Malgré son titre, Le Métavers : comment va-t-il tout révolutionner, ce livre traite autant du passé que de l’avenir
S’inspirant d’une série d’articles postés sur son propre blog, Matthew Ball alterne des anecdotes datant d’avant Internet avec des données factuelles actuelles et très détaillées pour convaincre le lecteur de l’avènement proche d’un métavers évolutif et interopérable qui transformera tout.
L’ouvrage propose en substance une définition du métavers, qu’il décompose et explique, concept par concept. Ball, qui maîtrise son sujet, s’appuie sur des analogies simples pour résumer des concepts complexes concernant la mise en réseau, l’informatique, les moteurs utilisés pour créer des mondes virtuels (moteurs de jeu), l’interopérabilité, le matériel, les supports de paiement et la chaîne de blocs. Il emmène aussi le lecteur avec lui pour enquêter sur le rôle du Web 3.0 et des jetons non fongibles (NFT) dans l’évolution métaversale, qu’il juge entravée par divers obstacles techniques, juridiques et culturels.
Ball insiste constamment sur le fait qu’« incertitude et confusion sont des caractéristiques de la rupture ». Plongeant dans l’histoire de l’ordinateur personnel, d’Internet, du câble, du téléphone portable, des flux de vidéos en continu, des jeux vidéo et de la réalité virtuelle et augmentée, il affirme que le métavers est réel et qu’il est imminent.
La partie la plus captivante du livre porte sur l’économie de l’industrie des jeux vidéo, que Ball présente d’abord comme « un secteur des loisirs pesant 180 milliards de dollars ». Il explique ensuite que le jeu vidéo « semble promis à changer l’économie mondiale, qui elle pèse 95 000 milliards de dollars », en montrant à quel point il est économiquement intéressant pour les mondes virtuels d’échanger des données et d’interagir. Et avec environ 75 % des enfants américains jouant désormais sur une même plateforme et la naissance de 140 millions de nouveaux joueurs potentiels chaque année, la société elle-même transforme le métavers. Ball fait ici une déclaration intéressante, en évoquant le duopole dans l’industrie du smartphone, qui limite les marges des plateformes de mondes virtuels et en empêche l’interopérabilité et l’intégration, ce qui entrave le développement des technologies axées sur le métavers. Ball en appelle donc à des mesures réglementaires qui permettraient de desserrer l’emprise de Google et d’Apple sur les systèmes de paiement et les magasins d’applications.
Il démystifie le discours sur le métavers en expliquant clairement la manière dont il s’appuiera sur un navigateur, sera accessible (via des consoles de jeu, des ordinateurs personnels et des smartphones, par exemple) et créera donc « une impression de présence » (c’est-à-dire votre propre jumeau numérique, votre pseudonyme/avatar) sans casque de réalité virtuelle.
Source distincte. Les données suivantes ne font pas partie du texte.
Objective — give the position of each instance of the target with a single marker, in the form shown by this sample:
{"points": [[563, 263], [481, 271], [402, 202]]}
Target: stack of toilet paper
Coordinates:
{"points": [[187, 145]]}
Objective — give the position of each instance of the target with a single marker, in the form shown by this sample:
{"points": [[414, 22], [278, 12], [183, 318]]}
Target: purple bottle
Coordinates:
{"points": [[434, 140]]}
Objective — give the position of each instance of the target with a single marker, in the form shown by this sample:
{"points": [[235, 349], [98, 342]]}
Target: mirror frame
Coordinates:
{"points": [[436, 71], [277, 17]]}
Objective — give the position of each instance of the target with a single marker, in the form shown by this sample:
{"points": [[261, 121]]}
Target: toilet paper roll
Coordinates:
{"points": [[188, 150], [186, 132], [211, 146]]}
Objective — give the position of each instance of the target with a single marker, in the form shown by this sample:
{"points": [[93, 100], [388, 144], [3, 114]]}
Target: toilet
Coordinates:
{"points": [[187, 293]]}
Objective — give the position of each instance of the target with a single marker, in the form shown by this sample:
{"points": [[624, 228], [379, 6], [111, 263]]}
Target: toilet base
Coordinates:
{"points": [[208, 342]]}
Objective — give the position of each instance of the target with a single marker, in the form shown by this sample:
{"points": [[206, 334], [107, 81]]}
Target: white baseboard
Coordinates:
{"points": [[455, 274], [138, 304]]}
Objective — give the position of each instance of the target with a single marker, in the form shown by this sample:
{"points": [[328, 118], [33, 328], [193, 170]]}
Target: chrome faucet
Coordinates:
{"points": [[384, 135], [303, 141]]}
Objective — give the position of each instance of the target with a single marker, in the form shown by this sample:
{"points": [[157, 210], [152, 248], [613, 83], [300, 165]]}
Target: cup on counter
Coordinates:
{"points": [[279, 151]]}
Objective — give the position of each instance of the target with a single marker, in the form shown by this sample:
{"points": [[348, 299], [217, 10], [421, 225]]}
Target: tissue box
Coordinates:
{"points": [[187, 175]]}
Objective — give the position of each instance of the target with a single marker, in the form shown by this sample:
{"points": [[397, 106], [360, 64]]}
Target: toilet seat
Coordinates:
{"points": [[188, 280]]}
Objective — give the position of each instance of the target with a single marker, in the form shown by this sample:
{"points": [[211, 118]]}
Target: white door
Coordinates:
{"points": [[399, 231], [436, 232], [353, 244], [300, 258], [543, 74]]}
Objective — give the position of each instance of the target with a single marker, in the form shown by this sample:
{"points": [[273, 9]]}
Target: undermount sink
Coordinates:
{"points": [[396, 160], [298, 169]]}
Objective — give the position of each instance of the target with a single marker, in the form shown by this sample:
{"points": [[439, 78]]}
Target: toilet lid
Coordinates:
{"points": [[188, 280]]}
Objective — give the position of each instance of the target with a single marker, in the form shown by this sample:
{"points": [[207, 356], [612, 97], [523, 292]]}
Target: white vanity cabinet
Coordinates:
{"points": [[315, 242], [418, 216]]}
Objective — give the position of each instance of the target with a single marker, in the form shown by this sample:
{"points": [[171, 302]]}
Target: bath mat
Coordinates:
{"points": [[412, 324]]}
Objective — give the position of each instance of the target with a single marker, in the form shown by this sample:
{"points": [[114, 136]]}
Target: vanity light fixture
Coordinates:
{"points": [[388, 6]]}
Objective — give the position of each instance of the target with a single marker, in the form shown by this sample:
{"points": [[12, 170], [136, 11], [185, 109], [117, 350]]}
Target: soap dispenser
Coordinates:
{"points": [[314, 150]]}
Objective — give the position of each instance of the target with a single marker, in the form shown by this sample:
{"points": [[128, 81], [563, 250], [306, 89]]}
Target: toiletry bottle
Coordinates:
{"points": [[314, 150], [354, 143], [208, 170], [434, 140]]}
Bon nombre de critiques pourraient néanmoins estimer qu’une présentation par l’auteur du fonctionnement du métavers aurait été appréciable.
Fort de son expérience dans le secteur des investissements providentiels, du conseil aux capital-risqueurs, de la production télévisuelle et cinématographique, et des jeux vidéo, Ball nous prévient que la technologie réserve souvent des surprises que personne n’avait prévues et plaide pour une gouvernance et des normes propres au métavers, de même qu’Internet a évolué et fonctionne grâce à des protocoles communs pour les présentations visuelles, le chargement de fichiers, les graphismes et les données.
Nous avons peut-être tous raison de nous méfier de l’intrusion du métavers dans nos vies, mais cet ouvrage me renforce dans ma conviction que nous devons saisir l’occasion encore inexploitée de réfléchir aux règlements et aux normes à appliquer pour cette économie virtuelle parallèle. Et que le plus tôt sera le mieux.
Les opinions exprimées dans la revue n’engagent que leurs auteurs et ne reflètent pas nécessairement la politique du FMI.